On the picket line
By
Sue Davis
Published May 29, 2009 10:37 PM
AT&T’s corporate greed exposed
Ever since the contract of about 110,000 AT&T workers expired on April 4,
they have been mobilizing all over the country. That very day, the New Haven
Green in Connecticut was flooded with a sea of red T-shirts and signs as
thousands of Communications Workers and their supporters from all over New
England and New York rallied to demand a fair contract. The main issue: health
care benefits for current and retired workers. AT&T, which gobbled up $12.9
billion in profits in 2008, has the audacity to demand that the workers pay
three times what they’re currently paying, or $3,300 to $4,500 a year,
toward health care coverage. But the workers, who voted to strike in late
March, smell the stench of corporate greed. AT&T workers from Maine to
California have put pressure on their senators and representatives to send
letters to AT&T CEO Randall Stephenson, whose salary was an outrageous $15
million last year, to demand that AT&T back down. One senator wrote,
“While we work on a national health care plan, now is not the time for a
profitable company like AT&T to slash crucial health care benefits.”
(CWA e-burst, May 21)
Grocery workers fighting back in Colorado
The contract of approximately 17,000 supermarket workers at Safeway, King
Soopers, City Market and Albertson’s in Colorado was set to expire May 9.
But after Safeway workers voted to strike May 8 for livable wages, decent
health benefits and a secure pension, the bosses extended the contract until
May 30. Meanwhile Colorado Gov. Bill Ritter slammed the workers, represented by
Local 7 of the Food and Commercial Workers union, when he vetoed a bill May 19
that would have restored unemployment benefits to workers locked out during a
contract struggle. But the workers, who anticipate a lockout, are fighting
back. Hundreds rallied in Westminister on May 20. As Julie Collier, a 30-year
King Soopers employee, told the May 19 Colorado Independent, “When is
the timing right to help the people who make $10 an hour, not just the people who
make $10 million a year?” The time is now!
Black farmers demand settlement
The case of about 94,000 Black farmers against the U.S. Department of
Agriculture, which agreed to pay for past discrimination in lending and other
USDA programs, was supposedly settled in 1999. Nearly $1 billion in damages
were paid out on almost 16,000 claims.

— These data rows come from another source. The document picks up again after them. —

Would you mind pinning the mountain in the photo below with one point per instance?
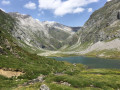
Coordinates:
(100, 35)
(42, 35)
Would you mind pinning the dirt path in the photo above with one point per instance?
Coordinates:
(10, 73)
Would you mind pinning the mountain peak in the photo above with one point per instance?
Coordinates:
(16, 14)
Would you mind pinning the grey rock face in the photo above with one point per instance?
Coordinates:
(103, 24)
(42, 35)
(44, 87)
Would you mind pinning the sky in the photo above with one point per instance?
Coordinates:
(68, 12)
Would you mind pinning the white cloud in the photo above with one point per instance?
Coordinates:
(90, 10)
(109, 0)
(30, 5)
(61, 8)
(78, 10)
(5, 2)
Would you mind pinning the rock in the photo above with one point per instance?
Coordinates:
(44, 87)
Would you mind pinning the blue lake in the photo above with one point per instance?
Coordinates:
(92, 62)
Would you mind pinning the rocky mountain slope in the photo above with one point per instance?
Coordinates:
(42, 35)
(101, 33)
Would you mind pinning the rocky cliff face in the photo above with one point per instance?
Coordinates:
(101, 32)
(42, 35)
(103, 24)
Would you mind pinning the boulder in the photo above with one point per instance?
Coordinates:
(44, 87)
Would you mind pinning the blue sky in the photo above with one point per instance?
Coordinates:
(67, 12)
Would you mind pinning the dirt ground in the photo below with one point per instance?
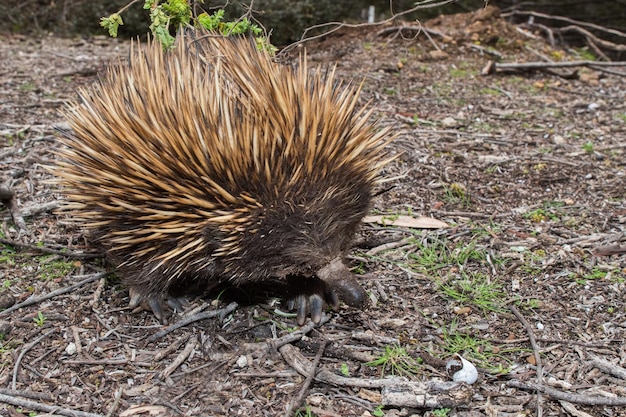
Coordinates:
(526, 281)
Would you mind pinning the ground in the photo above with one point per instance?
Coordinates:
(526, 280)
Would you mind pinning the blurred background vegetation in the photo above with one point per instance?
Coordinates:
(286, 19)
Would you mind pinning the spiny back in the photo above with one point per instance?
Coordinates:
(191, 159)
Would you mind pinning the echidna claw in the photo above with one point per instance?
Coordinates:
(157, 309)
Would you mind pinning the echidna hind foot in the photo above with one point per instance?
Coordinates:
(333, 283)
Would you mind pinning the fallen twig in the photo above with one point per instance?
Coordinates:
(191, 319)
(533, 343)
(25, 349)
(569, 396)
(397, 392)
(180, 359)
(297, 400)
(7, 197)
(54, 409)
(493, 66)
(46, 250)
(60, 291)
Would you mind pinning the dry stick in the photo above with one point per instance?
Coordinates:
(47, 250)
(7, 196)
(395, 391)
(567, 20)
(25, 349)
(180, 359)
(569, 396)
(608, 367)
(590, 36)
(297, 400)
(116, 402)
(53, 409)
(335, 26)
(60, 291)
(191, 319)
(533, 343)
(562, 64)
(27, 394)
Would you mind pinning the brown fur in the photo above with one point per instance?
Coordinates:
(211, 162)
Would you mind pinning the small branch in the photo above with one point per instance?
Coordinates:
(46, 250)
(297, 400)
(180, 359)
(569, 396)
(395, 391)
(53, 409)
(533, 343)
(60, 291)
(335, 26)
(495, 66)
(25, 349)
(7, 197)
(192, 319)
(567, 20)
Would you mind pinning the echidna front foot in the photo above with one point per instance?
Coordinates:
(313, 306)
(155, 303)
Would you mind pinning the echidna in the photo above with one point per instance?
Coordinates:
(212, 163)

But about 75,000 additional Black
farmers filed claims after the deadline, which, according to National Black
Farmers Association President John Boyd, was not well publicized nor were
appropriate provisions made to file claims. (For instance, farmers who
don’t have phones or indoor bathrooms were told to go online to get
information about the settlement!) On April 28, the NBFA led a rally of several
hundred Black farmers at the USDA office in Washington, D.C., to demand
payment. Although President Obama has allotted $1.25 billion in the 2010 budget
to finally right this wrong, Boyd says that $2.7 billion is actually needed to
compensate all the eligible farmers. (blackenterprise.com, May 8)

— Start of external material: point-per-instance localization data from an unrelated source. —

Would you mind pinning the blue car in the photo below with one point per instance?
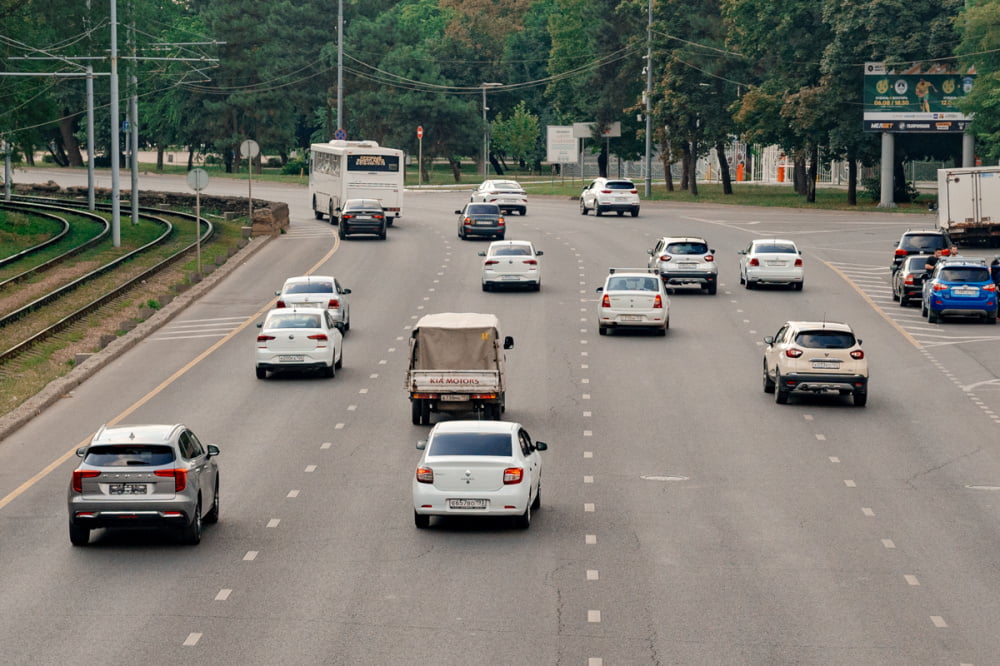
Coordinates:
(960, 287)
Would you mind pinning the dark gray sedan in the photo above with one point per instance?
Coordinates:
(481, 219)
(144, 476)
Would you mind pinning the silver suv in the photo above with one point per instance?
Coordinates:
(144, 476)
(685, 260)
(605, 195)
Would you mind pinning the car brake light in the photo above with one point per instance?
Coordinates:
(513, 475)
(79, 475)
(179, 476)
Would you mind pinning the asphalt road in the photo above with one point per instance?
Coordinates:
(686, 518)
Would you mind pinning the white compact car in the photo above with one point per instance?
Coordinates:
(511, 263)
(478, 468)
(507, 194)
(633, 298)
(771, 261)
(317, 291)
(299, 339)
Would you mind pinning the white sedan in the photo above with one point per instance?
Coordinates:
(771, 261)
(299, 339)
(633, 299)
(507, 194)
(511, 263)
(478, 468)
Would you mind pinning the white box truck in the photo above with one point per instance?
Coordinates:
(457, 364)
(969, 205)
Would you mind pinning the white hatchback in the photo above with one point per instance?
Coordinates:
(771, 261)
(631, 298)
(511, 263)
(478, 468)
(299, 339)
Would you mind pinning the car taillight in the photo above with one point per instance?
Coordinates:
(179, 476)
(79, 475)
(513, 475)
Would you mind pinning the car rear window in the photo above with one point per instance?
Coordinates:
(471, 444)
(310, 288)
(825, 339)
(687, 248)
(293, 320)
(133, 455)
(965, 274)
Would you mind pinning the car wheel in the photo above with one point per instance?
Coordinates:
(780, 393)
(191, 534)
(79, 535)
(768, 383)
(213, 514)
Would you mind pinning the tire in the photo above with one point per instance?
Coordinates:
(212, 516)
(79, 535)
(191, 533)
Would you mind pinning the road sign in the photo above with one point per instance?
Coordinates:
(249, 148)
(197, 179)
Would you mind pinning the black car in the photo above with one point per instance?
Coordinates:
(361, 216)
(908, 280)
(920, 242)
(481, 219)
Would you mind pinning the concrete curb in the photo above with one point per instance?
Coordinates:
(57, 388)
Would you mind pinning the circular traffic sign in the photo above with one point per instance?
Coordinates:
(197, 179)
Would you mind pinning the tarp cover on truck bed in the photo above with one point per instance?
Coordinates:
(455, 341)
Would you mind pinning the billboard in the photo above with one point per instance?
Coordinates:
(914, 101)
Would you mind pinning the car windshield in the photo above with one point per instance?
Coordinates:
(633, 284)
(825, 339)
(471, 444)
(964, 274)
(132, 455)
(293, 320)
(310, 288)
(687, 248)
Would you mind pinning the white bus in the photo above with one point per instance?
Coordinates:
(341, 170)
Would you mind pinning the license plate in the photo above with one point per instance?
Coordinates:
(127, 489)
(468, 504)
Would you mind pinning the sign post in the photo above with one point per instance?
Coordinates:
(197, 181)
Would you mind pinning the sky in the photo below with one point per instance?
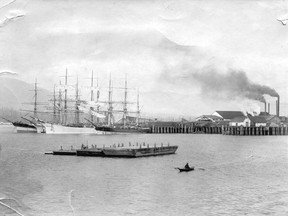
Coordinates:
(187, 58)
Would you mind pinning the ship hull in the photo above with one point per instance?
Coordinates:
(116, 130)
(20, 129)
(140, 152)
(24, 128)
(61, 129)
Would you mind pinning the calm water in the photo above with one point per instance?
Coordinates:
(243, 176)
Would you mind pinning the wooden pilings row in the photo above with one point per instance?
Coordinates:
(185, 129)
(225, 130)
(255, 131)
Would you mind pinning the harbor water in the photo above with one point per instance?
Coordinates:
(243, 175)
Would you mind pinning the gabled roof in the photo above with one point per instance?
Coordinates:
(208, 117)
(230, 114)
(257, 119)
(239, 119)
(268, 117)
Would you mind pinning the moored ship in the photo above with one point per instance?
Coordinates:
(24, 128)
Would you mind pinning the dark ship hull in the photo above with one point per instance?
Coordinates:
(122, 130)
(24, 128)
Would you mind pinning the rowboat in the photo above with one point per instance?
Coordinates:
(185, 169)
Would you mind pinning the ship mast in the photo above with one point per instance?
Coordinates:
(138, 109)
(77, 118)
(110, 108)
(97, 99)
(65, 100)
(92, 94)
(125, 103)
(60, 106)
(54, 104)
(35, 99)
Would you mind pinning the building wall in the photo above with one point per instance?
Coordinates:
(275, 120)
(260, 124)
(245, 123)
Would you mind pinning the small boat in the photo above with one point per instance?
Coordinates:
(185, 169)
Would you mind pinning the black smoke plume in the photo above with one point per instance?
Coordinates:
(233, 84)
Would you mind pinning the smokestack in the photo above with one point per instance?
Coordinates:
(278, 106)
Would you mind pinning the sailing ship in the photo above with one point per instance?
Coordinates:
(123, 127)
(29, 126)
(80, 106)
(22, 127)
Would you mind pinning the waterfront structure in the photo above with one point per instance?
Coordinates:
(240, 121)
(228, 115)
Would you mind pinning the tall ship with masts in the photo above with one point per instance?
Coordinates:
(66, 118)
(125, 125)
(29, 126)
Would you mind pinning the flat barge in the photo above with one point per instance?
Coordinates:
(139, 152)
(64, 152)
(131, 152)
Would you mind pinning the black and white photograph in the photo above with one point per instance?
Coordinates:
(148, 107)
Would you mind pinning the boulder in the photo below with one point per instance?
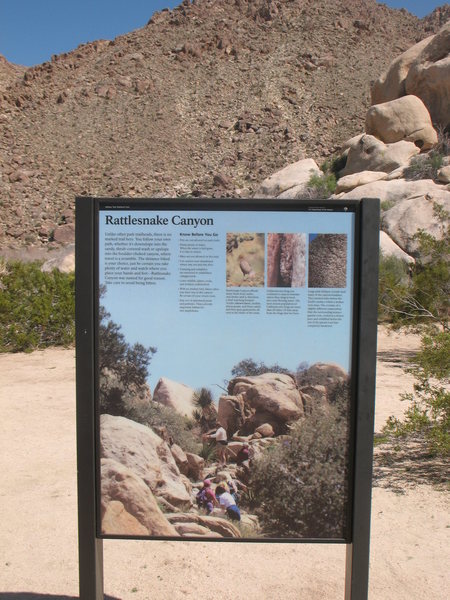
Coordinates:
(233, 449)
(64, 261)
(407, 217)
(194, 530)
(215, 526)
(273, 395)
(196, 465)
(180, 458)
(266, 430)
(323, 374)
(138, 448)
(391, 84)
(286, 259)
(405, 118)
(294, 175)
(393, 191)
(174, 395)
(231, 413)
(273, 258)
(327, 263)
(389, 248)
(349, 182)
(371, 154)
(117, 521)
(444, 174)
(429, 76)
(120, 484)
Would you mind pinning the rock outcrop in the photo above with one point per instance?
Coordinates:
(271, 398)
(405, 118)
(286, 259)
(175, 395)
(140, 450)
(128, 505)
(289, 182)
(327, 265)
(423, 71)
(371, 154)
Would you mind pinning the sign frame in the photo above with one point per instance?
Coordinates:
(363, 379)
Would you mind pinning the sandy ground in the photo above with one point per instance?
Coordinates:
(38, 526)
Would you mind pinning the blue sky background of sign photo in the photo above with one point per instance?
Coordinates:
(200, 349)
(31, 31)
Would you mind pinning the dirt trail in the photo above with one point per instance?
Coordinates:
(38, 530)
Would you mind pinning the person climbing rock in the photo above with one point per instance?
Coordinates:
(228, 504)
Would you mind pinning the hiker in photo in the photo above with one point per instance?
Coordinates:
(206, 498)
(222, 441)
(230, 485)
(228, 503)
(243, 454)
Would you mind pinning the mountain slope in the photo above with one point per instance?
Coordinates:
(206, 99)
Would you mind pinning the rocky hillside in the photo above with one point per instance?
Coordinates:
(209, 98)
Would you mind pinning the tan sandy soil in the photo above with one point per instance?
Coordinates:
(38, 527)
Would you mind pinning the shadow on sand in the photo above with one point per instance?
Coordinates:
(33, 596)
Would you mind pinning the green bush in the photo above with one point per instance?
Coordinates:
(321, 186)
(37, 309)
(179, 428)
(424, 166)
(393, 283)
(300, 484)
(422, 303)
(429, 405)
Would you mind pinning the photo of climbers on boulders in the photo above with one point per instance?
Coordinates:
(245, 260)
(268, 459)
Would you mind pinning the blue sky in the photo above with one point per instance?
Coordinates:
(32, 30)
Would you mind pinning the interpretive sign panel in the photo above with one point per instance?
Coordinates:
(225, 361)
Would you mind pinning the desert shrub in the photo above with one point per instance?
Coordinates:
(248, 367)
(428, 412)
(300, 485)
(202, 398)
(321, 186)
(393, 281)
(423, 304)
(424, 166)
(208, 452)
(179, 428)
(37, 309)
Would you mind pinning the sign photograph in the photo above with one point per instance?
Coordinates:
(225, 361)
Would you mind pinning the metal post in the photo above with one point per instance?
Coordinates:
(357, 559)
(90, 549)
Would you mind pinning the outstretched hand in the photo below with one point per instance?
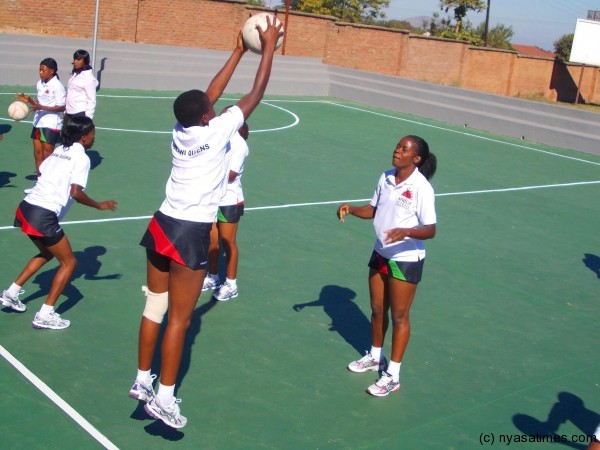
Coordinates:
(271, 35)
(342, 211)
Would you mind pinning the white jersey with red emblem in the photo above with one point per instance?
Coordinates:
(409, 204)
(197, 182)
(64, 167)
(234, 195)
(51, 93)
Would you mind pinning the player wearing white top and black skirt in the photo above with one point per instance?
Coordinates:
(63, 179)
(177, 237)
(224, 231)
(50, 103)
(403, 209)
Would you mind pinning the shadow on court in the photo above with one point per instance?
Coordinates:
(88, 267)
(346, 317)
(592, 262)
(570, 408)
(5, 179)
(95, 158)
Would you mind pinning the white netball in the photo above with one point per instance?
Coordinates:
(18, 110)
(250, 33)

Statistics confirms need for EFCA
A new study issued May 20, “No Holds Barred: The Intensification of
Employers Opposition to Organizing,” confirms why unorganized workers
need the essential card check provision in the Employee Free Choice Act. The
study was based on a review of National Labor Relations Board cases and
documents, as well as surveys of 562 experienced union organizers and 1,004
union elections from early 1999 to late 2003. These were then compared to
previous studies over the past 20 years. Cornell University professor Kate
Bronfenbrenner concluded that “the aspirations for representation are
being thwarted by a coercive and punitive climate for organizing that goes
unrestrained due to a fundamentally flawed regulatory regime.” The study
showed that in 63 percent of private sector organizing drives, workers are
interrogated about their support for the union in one-on-one meetings with
supervisors; 57 percent of bosses threaten to close the worksite; 47 percent
threaten to cut wages and benefits; and 34 percent fire workers who support the
union. Even after employers use 10 or more tactics to thwart organizing efforts
and workers still manage to win an election, 52 percent are without a first contract one year later and 37 percent
don’t have a contract within two years. Support card check in the EFCA now!